By Rob Furlong
At the beginning of this year Channel 7 announced that they would be screening a new program which now goes by the name of GCB. The reason for the abbreviation in the title was due to public outcry at the original name of the show with many people believing that it was demeaning to women. While there is validity in the concerns that have been expressed I believe that GCB does more damage by the way in which it seeks to portray relationships between people, striking at the heart of some core issues that can make or break friendships.
GCB is based on the book by Kim Gatlin who wrote it after experiencing much hurt and gossip at the hands of other women after she and her husband divorced. Sadly, much of this gossip came from ladies in her community who were considered to be fine, upstanding, church going Christians.
Gatlin converted her own experiences into a novel about a young woman, recently divorced, who returns to her home town with her son to live with her mother. Prior to leaving town after graduating from Senior High she had been quite a nasty girl at school. Now that she has returned home those who were on the receiving end of her nastiness have made it their aim in life to make her life miserable…it just so happens that many of these women also claim to be Christians!
Of course, if you are a TV producer your eyes light up with this type of plot premise because it provides writers with so much juicy fodder to entice their viewers back week after week. Actors on the show have praised its premise because it “…is showing the humanity of Christianity and having fun with that instead of making fun of it.”
Herein lies the problem — the show satirises the hypocrisy of people who claim to be one thing but act in another way and in doing so underlines and confirms for people that “Christians are no different to us, in fact they are worse because they are hypocrites!”
GCB is a good example of how not to do relationships. On a recent episode the father of one of the “Christian” women pleaded with his daughter to “bury the hatchet” with another person. “God Himself would not ask me to do that!” was the catty reply that she spat back.
Think of the relationships that you have in your life — with your husband or wife, your children or friends and acquaintances — how many times have they been damaged by grudge holding, un-forgiveness and bitterness?
And what of the damage caused by gossip? Solomon once said that gossip “separates intimate friends”. All of us have experienced this type of pain and hurt in our relationships at some point in time and we also know that they only ever bring relationships down, leaving people emotionally wounded and scarred in their wake. Over and over again this is the way in which the majority of people handle relationships in our world.

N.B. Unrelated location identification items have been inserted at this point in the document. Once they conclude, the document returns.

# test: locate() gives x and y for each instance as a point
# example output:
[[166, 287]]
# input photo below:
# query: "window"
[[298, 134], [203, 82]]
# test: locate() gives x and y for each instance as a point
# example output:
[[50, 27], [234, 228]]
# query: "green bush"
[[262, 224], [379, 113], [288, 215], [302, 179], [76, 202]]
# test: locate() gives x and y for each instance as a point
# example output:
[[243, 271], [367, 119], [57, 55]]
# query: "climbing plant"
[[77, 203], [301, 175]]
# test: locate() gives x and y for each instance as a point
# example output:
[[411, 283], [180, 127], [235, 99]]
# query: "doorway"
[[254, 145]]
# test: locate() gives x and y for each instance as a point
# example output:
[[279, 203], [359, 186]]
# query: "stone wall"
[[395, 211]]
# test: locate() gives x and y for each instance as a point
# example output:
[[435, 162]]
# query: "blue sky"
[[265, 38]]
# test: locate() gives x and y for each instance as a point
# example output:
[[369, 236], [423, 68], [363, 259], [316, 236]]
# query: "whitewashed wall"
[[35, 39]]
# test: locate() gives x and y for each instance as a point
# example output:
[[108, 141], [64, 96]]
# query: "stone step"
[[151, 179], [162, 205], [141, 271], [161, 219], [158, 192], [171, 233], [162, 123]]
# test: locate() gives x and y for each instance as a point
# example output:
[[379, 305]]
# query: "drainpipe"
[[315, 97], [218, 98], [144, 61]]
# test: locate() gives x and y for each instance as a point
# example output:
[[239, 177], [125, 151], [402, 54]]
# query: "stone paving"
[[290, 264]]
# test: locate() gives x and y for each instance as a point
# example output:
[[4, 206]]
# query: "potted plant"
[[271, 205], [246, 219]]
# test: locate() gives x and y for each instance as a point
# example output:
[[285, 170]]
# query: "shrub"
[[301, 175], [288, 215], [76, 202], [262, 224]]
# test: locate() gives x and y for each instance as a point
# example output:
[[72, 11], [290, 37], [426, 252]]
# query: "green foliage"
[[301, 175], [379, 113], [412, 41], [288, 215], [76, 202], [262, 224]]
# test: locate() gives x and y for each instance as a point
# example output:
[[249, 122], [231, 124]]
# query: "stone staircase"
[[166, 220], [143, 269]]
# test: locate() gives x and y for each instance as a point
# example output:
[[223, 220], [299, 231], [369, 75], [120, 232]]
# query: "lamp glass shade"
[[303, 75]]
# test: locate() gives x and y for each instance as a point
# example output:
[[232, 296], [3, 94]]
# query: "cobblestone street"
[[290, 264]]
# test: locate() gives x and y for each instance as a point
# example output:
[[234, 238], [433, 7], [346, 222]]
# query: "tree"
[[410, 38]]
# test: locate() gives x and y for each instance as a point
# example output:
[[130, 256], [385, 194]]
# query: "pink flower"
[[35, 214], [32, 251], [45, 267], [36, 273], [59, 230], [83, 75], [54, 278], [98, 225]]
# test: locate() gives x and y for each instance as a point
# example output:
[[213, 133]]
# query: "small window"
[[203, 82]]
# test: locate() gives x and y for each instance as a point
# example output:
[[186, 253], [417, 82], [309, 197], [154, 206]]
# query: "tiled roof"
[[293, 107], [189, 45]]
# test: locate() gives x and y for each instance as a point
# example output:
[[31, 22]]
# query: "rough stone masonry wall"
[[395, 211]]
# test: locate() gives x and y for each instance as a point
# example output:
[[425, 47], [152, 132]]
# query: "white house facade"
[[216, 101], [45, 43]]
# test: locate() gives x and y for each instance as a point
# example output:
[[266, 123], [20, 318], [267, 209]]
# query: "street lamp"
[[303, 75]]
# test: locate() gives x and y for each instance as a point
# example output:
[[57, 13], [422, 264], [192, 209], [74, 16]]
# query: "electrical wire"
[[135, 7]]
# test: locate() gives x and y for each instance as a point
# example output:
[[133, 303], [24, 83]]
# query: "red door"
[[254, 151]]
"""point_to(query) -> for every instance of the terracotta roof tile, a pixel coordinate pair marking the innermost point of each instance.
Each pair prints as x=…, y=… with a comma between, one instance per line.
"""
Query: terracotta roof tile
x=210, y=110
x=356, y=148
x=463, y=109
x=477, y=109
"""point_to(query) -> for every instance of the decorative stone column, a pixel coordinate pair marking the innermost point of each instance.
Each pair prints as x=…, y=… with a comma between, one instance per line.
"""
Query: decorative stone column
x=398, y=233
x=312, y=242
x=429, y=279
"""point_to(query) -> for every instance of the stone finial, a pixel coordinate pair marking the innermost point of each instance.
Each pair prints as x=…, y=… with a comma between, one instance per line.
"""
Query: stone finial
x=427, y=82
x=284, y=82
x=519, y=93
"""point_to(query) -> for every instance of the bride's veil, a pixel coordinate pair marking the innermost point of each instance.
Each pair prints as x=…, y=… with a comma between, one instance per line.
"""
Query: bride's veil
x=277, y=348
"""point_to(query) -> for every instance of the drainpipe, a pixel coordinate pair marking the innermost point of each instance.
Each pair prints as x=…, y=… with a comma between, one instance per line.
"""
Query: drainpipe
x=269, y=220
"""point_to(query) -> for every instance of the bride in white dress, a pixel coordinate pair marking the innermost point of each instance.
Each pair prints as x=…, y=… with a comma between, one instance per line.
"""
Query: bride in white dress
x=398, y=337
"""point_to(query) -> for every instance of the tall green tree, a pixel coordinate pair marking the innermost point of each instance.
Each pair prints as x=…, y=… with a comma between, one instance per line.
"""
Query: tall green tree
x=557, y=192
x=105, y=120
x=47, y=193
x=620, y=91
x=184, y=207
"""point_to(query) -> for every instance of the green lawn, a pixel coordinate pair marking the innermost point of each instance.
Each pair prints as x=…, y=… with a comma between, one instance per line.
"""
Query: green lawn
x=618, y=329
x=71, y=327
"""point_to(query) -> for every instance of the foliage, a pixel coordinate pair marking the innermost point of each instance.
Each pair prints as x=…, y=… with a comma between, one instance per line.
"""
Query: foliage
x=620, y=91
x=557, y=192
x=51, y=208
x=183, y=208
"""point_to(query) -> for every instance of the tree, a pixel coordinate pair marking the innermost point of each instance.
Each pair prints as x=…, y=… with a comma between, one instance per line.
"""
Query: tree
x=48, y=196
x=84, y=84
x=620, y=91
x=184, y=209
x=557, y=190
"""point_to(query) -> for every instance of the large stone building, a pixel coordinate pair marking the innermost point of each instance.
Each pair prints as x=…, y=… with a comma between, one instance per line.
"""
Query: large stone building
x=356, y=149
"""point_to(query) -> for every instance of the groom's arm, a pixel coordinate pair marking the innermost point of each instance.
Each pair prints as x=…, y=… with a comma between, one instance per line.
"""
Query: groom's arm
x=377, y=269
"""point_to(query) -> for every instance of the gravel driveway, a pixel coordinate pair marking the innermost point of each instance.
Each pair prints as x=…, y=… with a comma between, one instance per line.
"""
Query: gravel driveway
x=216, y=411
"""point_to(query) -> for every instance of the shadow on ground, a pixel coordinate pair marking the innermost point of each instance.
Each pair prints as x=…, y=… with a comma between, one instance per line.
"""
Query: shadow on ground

I am not naïve to suggest that people who follow Jesus are not guilty of this either but I do know this — there is a higher goal for us to aim for when it comes to relationships. Paul says that we are to “…love…without hypocrisy”. In other words, don’t play act with love or pretend to love; instead, with God’s help, learn to really love each other! (Yes, God does ask us to bury the hatchet!)
And what does that kind of love look like? Well, for a start, it does not gossip or spread rumours about others. It does not hold grudges or look for opportunities for revenge. And it most certainly takes the time to forgive people, genuinely and from the heart.
So while GCB may make for “good” TV it is a lousy guide for relationships. There is a higher way, a more fulfilling and life affirming way and it is called love…without hypocrisy.